Martin Luther is supposed to have said something like, "Even if I knew that tomorrow the world would go to pieces, I would still plant my apple tree," or, when told that the world would end tomorrow, "I would plant a tree today." I've sometimes heard the same story attributed to St. Francis.
The quote is supposed to show a caring and concern for God's world by doing something to make it better up until the very last moment before Christ's return. It's also used to indicate a sense of readiness for that return. A follow-up explanation is sometimes added that makes that clear, something like "I'm always ready for the Lord to return and I was going to plant a tree tomorrow anyway."
That second thought underlies the caution and guidance that Jesus gives his listeners in this passage. The alert slaves welcome their master when he returns, rather than make him wait while they wake up and stumble to the door or greet him in the morning. The alert homeowner makes his house safe before thieves try to break in. In both cases, Jesus suggests that choosing to be ready for something to happen is a better way to work than to react when it happens. That makes sense, of course. All of the business books and success DVDs and whatnot say so, and there's no way that Jesus and The Seven Habits of Highly Successful People could both be wrong about it.
The connection between this kind of readiness and readiness for the Lord's return gets a little loose, though. For one, the slaves may not have known whether the master would come home at dawn or at mid-day, but they had a window of 24 or maybe a little more hours that they could prepare for. No less an authority than Jesus himself, though, says that no human being knows the day or the hour of his return. Something that people might remember before they write their books outlining how Pope Benedict's German heritage means he's descended from the last nation that was a part of the Holy Roman Empire and is thus the perfect candidate for the Anti-Christ and that means Jesus will return Tuesday. And please know I made all that up.
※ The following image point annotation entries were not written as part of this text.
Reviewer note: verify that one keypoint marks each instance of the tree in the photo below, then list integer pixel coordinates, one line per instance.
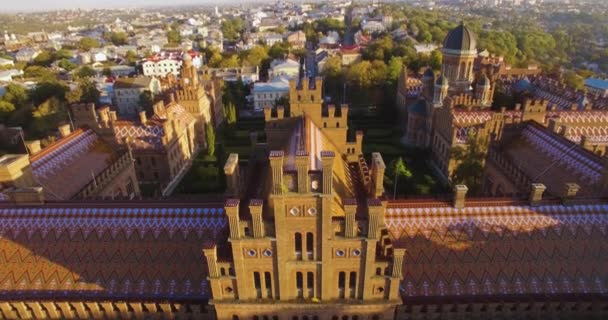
(74, 96)
(88, 43)
(15, 94)
(470, 159)
(399, 170)
(210, 137)
(6, 108)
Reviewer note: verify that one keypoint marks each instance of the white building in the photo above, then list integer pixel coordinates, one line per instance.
(27, 54)
(289, 68)
(164, 63)
(127, 92)
(266, 93)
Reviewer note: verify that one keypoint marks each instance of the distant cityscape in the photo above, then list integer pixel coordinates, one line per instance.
(343, 160)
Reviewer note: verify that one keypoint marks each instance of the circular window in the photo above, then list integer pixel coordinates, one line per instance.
(312, 211)
(294, 211)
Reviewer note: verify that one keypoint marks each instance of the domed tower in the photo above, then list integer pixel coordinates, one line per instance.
(483, 90)
(441, 90)
(188, 74)
(428, 78)
(459, 52)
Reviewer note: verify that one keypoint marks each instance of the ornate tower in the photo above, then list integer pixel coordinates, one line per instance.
(483, 91)
(459, 52)
(428, 78)
(313, 244)
(441, 91)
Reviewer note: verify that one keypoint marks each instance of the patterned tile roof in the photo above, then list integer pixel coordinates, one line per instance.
(501, 249)
(149, 136)
(75, 158)
(118, 250)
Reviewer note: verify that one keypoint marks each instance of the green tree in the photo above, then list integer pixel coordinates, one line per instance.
(470, 159)
(90, 94)
(88, 43)
(398, 169)
(6, 108)
(210, 137)
(15, 94)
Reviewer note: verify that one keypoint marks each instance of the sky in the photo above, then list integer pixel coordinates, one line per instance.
(41, 5)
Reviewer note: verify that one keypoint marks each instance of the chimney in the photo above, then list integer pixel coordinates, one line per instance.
(255, 208)
(536, 193)
(29, 196)
(378, 168)
(267, 113)
(64, 130)
(231, 208)
(33, 146)
(327, 163)
(276, 165)
(350, 210)
(143, 118)
(280, 112)
(232, 172)
(460, 193)
(570, 191)
(302, 164)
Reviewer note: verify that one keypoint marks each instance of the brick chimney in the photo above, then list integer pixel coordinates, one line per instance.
(64, 130)
(460, 193)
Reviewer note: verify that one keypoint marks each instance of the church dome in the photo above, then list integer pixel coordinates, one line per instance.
(460, 38)
(442, 81)
(484, 81)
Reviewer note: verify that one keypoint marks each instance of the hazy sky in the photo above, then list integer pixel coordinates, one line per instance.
(40, 5)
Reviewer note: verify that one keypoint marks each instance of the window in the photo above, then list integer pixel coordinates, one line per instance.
(309, 244)
(257, 284)
(298, 243)
(352, 283)
(341, 283)
(268, 283)
(310, 284)
(299, 284)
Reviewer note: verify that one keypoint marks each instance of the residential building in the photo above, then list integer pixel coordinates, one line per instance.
(127, 93)
(267, 93)
(168, 62)
(163, 145)
(597, 86)
(79, 165)
(288, 67)
(27, 54)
Anyway, we really don't know when Christ will return, unlike the slaves who had a specific window of time. Another difference is that the master had returned before, so the slaves had a frame of reference when they prepared themselves. They knew what it would be like, and we have no idea what the return of the Lord will be like. Even if every description of it people have ever gleaned from the Bible is exactly accurate in every detail we don't have any frame of reference for it. When's the last time you saw a new heaven and a new earth being created while the old ones were passing away?
How, then, do we prepare for the Lord's return? How do we make ourselves watchful and alert for his coming if we don't know that we'll ever live to see it and if we have no idea what it will be like?
There are a lot of answers, but one that helps me goes something like this: I make myself ready for the Lord's return by following him. Think about it. Jesus ascended to the Father, "going" to a place or a state of being that is in complete communion with God. We may know few details of the life to come, but we know we will be in God's direct presence in a way we are not able to be now. Jesus "went there" first, if you like. He's also asked us to follow him -- most of the time that refers to obeying his commands and living as he taught us, but if I think of the word "follow" in its spatial sense then I get an image that I move along a path Jesus moved along before me. When he returns along that path, he will meet me coming to him.
Of course, that's all metaphor, and to make things more concrete maybe we should set those aside and look at it this way. Sometimes we say that we get ready for something, which means that we've made plans or prepared for it, and now all we do is wait for the something to happen. Jesus seems to suggest that readiness for his return is not so static. Rather than get ready, we are to be ready.
When I worked for the newspaper, I could be a reporter only if I reported on things and wrote about them. It was ongoing and just earning my journalism degree wasn't enough. I can be a Christian only if I continue to seek after God and allow him to shape me every day instead of relying on a onetime experience of conversion to cover for the rest of my life.
I pray that we can all be ready for the Lord's return. Not because he'll tell us we're out of luck and we have to catch the next Second Coming or that our applications will be processed in the order they were received and so we will need to wait our turn or anything. Not because the Kingdom of Heaven has festival seating and the people who aren't ready when the gates open are stuck behind a post.
But because I can imagine no better life than one lived in readiness for God to be present. Now or forever.